Plenary: Legal education and the legal services market
Julian Webb (UK Centre for Legal Education)
abstract | presentation | biography
This presentation was a plenary session at the 2010 conference: Moving forward: Legal education in Scotland
Abstract
The Legal Services Act 2007 is already bringing about substantial change to the legal services market in England and Wales. The passage of the Legal Services (Scotland) Act 2010 confirms a similar course for the legal services market in Scotland. Recent reviews of legal education in both jurisdictions could be seen as attempts by the professional bodies to ensure that their systems of education and training are ready for the new competitive environment. However, in England and Wales, the recent announcement of a ‘regulators’ review’ of legal education and training is evidence that the real debate about the latter’s ‘fitness for purpose’ is only just beginning. While it may be argued that this in part reflects specific ‘failures’ of the earlier professional reviews in that jurisdiction, this paper argued that the Legal Services Act has wrought a fundamental transformation to professional discourses about the role of legal education. Legal education is becoming a key component of professional regulation, as ‘fitness for purpose’ becomes (re)defined as fitness to meet the regulatory objectives of the Legal Services Act.

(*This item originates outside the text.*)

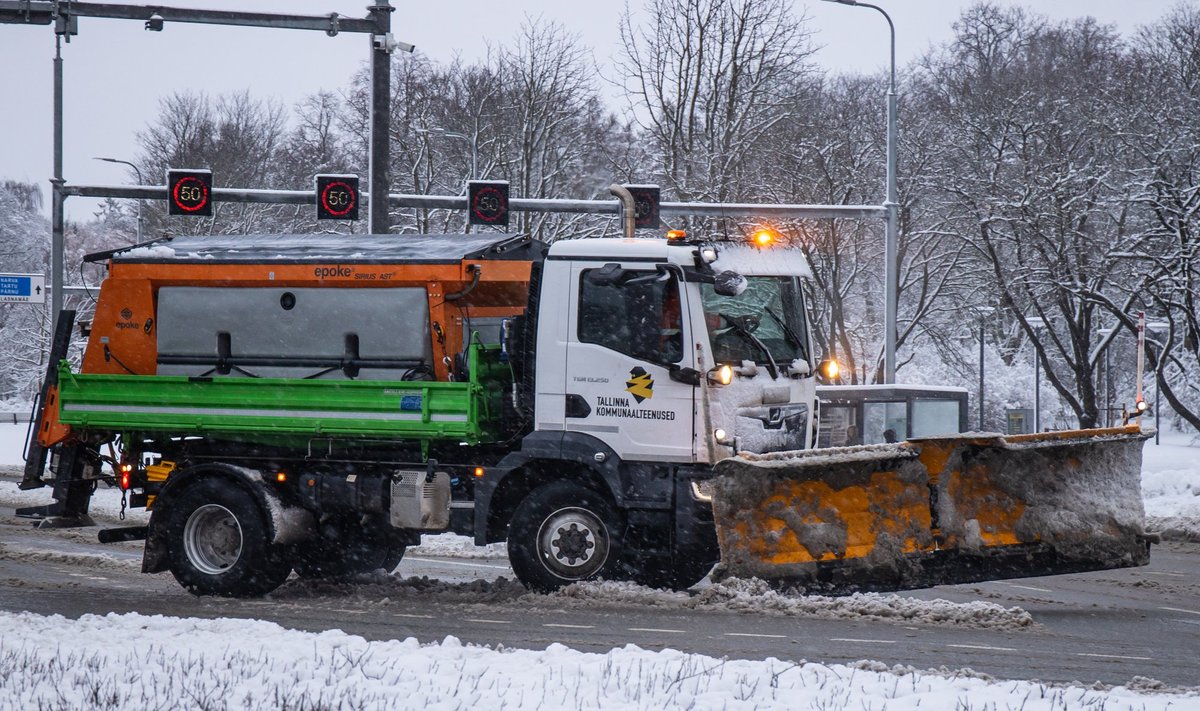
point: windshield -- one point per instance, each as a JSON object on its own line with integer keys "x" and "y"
{"x": 767, "y": 315}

The Legal Services (Scotland) Act contains a similar set of regulatory objectives. Consequently this paper concludes by exploring the possible role of and challenges for legal education, in both jurisdictions, in meeting the regulatory objectives, particularly those of protecting the interests of consumers and promoting competition, promoting access to justice, a strong and diverse legal profession, and promoting and maintaining adherence to ‘professional principles’ and ethics.
Presentation
Biography
Professor Julian Webb is Director of the UKCLE and Professor of Legal Education at Warwick Law School. His current research focuses primarily on values in the law curriculum, and the political and moral economy of legal education and legal practice. He teaches courses in legal methods, philosophy of law, and the foundations of socio-legal theory. Julian’s publications include the monograph, Professional Legal Ethics: Critical Interrogations (Oxford, 1999) co-authored with Donald Nicolson, University of Strathclyde, and Maughan & Webb’s Lawyering Skills and the Legal Process (2nd ed., Cambridge, 2005). He is on the editorial boards of the International Journal of the Legal Profession, Commonwealth Law and Legal Education, Revista de Educación y Derecho and Legal Ethics, and, until 2008, was a founding editor of the latter. Within his work for UKCLE, Julian is currently leading for the Centre on the ‘Toolkit for Law Teachers’ project.